On Plans for the future as Mayor
“I want to protect our children, it is very important to me; and show support our police. In these times where there has been so much aggression and disdain towards the police we need to show them we will be there for them no matter what.
“I want to have after school programs or summer camps that are affordable or free. We need to get better programs, figure it out. We need to keep our children educated, busy, and safe and support our parents so they have affordable places; it is too expensive for many. […] Our top priority should be our kids.”
“Educate our residents in that you have a voice and how to use that voice. You have the Citizen’s Academy, but the majority does not attend. Let’s find a way to educate them so they know they have a voice in the City and how to voice themselves. Whether there is via email, or showing up to the Council meeting or contacting your councilmember or the Mayor, hopefully a Mayor like me, who makes himself available. And also, changing the meetings to times when most of the people can attend. Attendance right now is lousy and in my opinion that is done on purpose.”
“The number one thing is figure out how to help people, our businesses, and our residents; go back to transparency, get rid of the funny business and make this a nice clean working city, watch our development and be there for each other.
Remembering that it is not about the Mayor or the Council; we are here for the city and our residents. That is my take.”
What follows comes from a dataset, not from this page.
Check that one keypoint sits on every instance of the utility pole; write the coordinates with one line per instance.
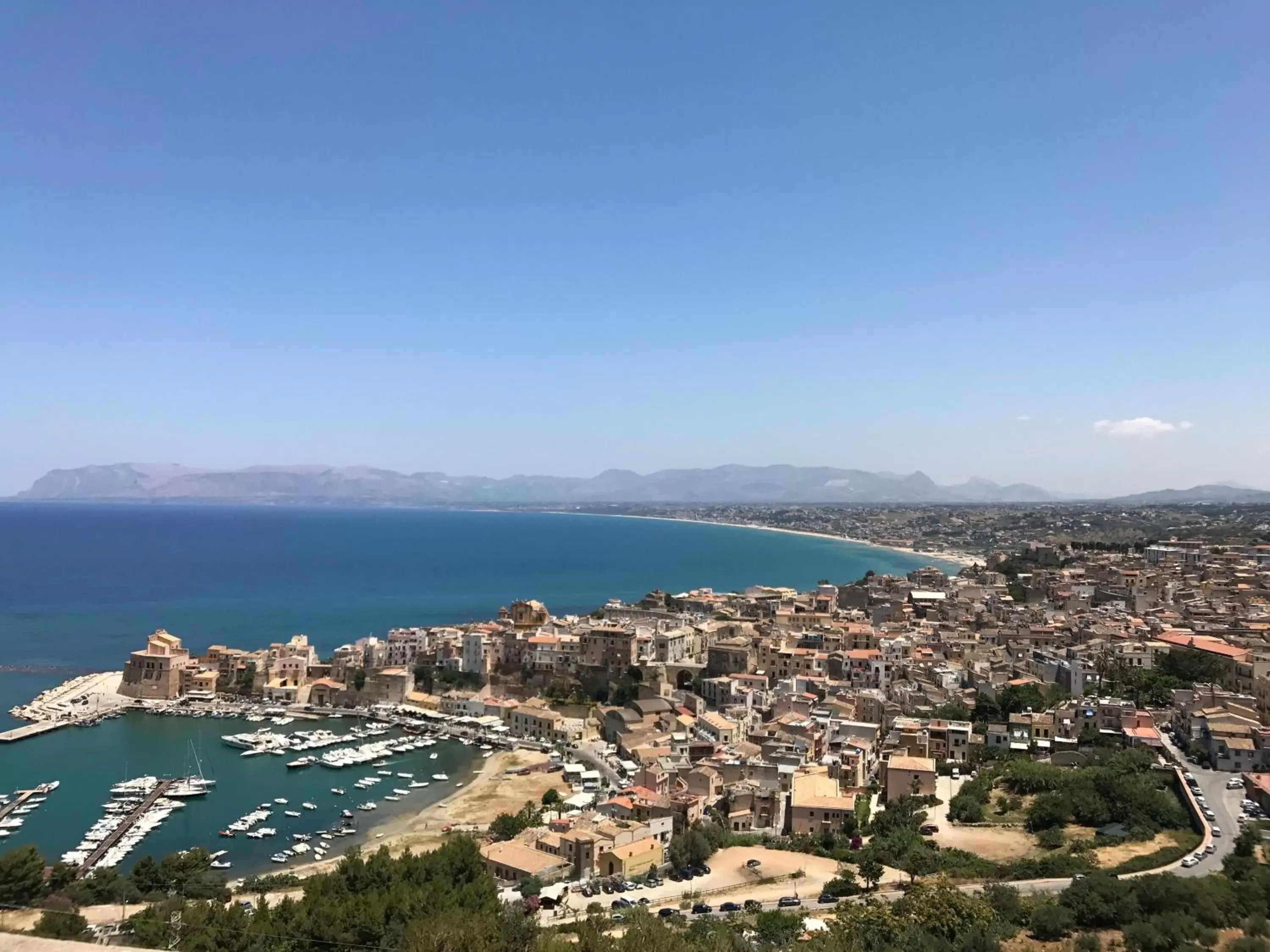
(174, 922)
In spite of all our contact efforts, it was impossible to agree on terms and opportunity for an interview with the candidate on time before closing this edition.
According to his official campaign website, besides his career as an actor, Cámara has done “philanthropical” work in various humanitarian causes around North America and South America. During this time he began to focus on advocacy for different groups of minorities. Today, as a resident of the city of Doral for more than 18+ years, he is focused on developing our community with integrity and drive, working on the preservation, education, and conservation of our community.”
Remember that voter registration for November 3rd general elections ends October 5th, Vote-by-mail ballot request deadline is October 1st and Early Voting will take place from October 24 ? October 31. Voting is your right and duty. Do not miss the opportunity to have your voice heard.